Journalism and book reviewing should be, on the face of it, the least shameful of the literary crafts, since the journalist or critic self-styles as a craftsperson not an artist—they hide themselves behind the subject, peeking out from behind the curtain only to provide a little color and perspective—but for me it is some of the worst and most shameful. The journalist reveals nothing about themselves or their history, they are safe and hidden and get paid to conceal themselves to make the content come off as neutral. But to satisfy the supposedly neutral audience and the editors and fact-checkers, they have to repeatedly pretend that they don’t know what they already know. They have an agenda. It’s just framed in such a way that it doesn’t seem like an agenda, because if they’re successful, the “I” is only invoked for color, not to tell their true history.
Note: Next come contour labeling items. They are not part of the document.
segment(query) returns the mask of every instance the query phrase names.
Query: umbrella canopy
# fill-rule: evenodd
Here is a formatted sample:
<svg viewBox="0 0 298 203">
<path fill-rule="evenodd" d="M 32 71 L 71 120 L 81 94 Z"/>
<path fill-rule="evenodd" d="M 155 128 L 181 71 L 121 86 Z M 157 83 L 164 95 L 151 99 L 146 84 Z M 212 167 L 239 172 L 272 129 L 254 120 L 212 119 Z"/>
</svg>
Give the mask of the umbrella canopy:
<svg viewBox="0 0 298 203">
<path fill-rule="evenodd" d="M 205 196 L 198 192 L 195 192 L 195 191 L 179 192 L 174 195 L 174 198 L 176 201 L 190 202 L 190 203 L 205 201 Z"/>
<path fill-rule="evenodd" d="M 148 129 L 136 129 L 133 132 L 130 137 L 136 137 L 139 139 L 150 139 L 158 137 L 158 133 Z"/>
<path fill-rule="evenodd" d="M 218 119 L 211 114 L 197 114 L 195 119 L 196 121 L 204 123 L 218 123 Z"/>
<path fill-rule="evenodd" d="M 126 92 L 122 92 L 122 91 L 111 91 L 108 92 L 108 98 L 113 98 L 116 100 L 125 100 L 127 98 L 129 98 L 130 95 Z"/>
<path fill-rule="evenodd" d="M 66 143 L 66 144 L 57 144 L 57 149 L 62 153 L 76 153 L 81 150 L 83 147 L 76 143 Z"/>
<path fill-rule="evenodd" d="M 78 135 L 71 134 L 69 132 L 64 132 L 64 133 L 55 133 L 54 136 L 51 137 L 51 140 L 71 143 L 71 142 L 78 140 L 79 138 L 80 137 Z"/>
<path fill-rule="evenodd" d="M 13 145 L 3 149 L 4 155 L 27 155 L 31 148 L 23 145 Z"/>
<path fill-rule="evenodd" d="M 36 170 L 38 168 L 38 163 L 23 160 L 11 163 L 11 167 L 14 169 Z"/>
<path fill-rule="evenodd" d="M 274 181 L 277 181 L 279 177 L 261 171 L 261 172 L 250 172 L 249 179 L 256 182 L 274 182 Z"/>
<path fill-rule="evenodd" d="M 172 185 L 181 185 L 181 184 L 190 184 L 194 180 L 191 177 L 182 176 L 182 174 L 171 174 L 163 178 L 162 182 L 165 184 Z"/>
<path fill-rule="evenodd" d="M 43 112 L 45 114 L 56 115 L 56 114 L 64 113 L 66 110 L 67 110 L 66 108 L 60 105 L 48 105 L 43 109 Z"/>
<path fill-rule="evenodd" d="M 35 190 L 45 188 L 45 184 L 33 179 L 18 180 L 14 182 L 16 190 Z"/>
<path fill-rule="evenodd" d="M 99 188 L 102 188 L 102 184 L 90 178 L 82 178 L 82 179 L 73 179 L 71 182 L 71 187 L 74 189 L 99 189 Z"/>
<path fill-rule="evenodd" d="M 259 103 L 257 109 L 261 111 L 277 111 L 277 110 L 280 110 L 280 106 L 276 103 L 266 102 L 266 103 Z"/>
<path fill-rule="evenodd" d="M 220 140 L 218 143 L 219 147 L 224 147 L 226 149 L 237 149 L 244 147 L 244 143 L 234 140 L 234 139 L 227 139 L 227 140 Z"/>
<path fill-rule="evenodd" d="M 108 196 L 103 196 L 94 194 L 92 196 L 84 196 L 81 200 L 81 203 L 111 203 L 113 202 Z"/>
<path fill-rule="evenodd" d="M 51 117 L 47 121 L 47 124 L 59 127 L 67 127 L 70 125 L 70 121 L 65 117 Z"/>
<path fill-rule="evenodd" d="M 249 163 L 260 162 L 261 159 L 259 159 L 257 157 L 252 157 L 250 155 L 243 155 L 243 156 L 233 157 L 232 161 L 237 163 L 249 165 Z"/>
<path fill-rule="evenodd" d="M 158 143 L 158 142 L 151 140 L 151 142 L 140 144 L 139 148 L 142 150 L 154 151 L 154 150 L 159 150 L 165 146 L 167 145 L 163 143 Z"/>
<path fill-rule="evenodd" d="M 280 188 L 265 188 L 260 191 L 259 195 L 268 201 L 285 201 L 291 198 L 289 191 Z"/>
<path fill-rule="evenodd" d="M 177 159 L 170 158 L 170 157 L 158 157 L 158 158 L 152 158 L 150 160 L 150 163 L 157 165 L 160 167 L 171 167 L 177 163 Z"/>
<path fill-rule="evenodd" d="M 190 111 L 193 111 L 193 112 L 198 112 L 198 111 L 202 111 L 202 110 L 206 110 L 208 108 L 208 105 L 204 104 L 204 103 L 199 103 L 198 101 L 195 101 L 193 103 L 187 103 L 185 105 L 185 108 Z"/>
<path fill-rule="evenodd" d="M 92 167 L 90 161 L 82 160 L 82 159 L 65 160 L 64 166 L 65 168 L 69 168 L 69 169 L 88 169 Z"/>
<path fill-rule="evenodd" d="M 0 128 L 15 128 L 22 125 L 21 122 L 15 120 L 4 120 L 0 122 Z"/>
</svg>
Of all my work I’m most ashamed of my journalistic work because its compromised work where I had to pretend I don’t know what I knew at the time, I’m acting and pretending to be naive, when in fact, I had strong opinions, and I thought if I just layer enough facts and other characters on top of these strong opinions I have these strong opinions won’t be so objectionable and will be more easily digested by the body politic. Sometimes the edits were good and helpful, sometimes the editors made everything look like a graduate school paper, sometimes the editors cut out the juiciest parts, this is just how it works, but underlying it all, the journalist knows they are writing not for their peers exactly but for a faceless liberal person with a few minutes on their hands and everything has to be framed in such a way to reach that faceless person.
And then we come to Substack, this medium I have fallen into so half-heartedly (like every other medium)—we all know that Substack is the new Medium or Tumblr blog, but a little bit more fancy and sophisticated and reactionary—I am ashamed that the New York literary people are laughing at me, and the zine people are laughing at me for not falling in enough with the New York literary people who convey status—ah a Substack—because I am not participating in the traditional structure which is Harpers-or-N+1-article-gets-a-deal-expanded-often-unnecessarily-into-a-book-which-turns-into-Contributing-editor-turns-into-Book-reviews-in-NYRB-turns-into-Grants-and-Guggenheims, a world and a pathway I am well familiar with.
But having spent my life among sinners (like myself) and social-climbers and aspirants, loving sinners and social-climbers and aspirants, I know goddamn well by now how sausage gets made.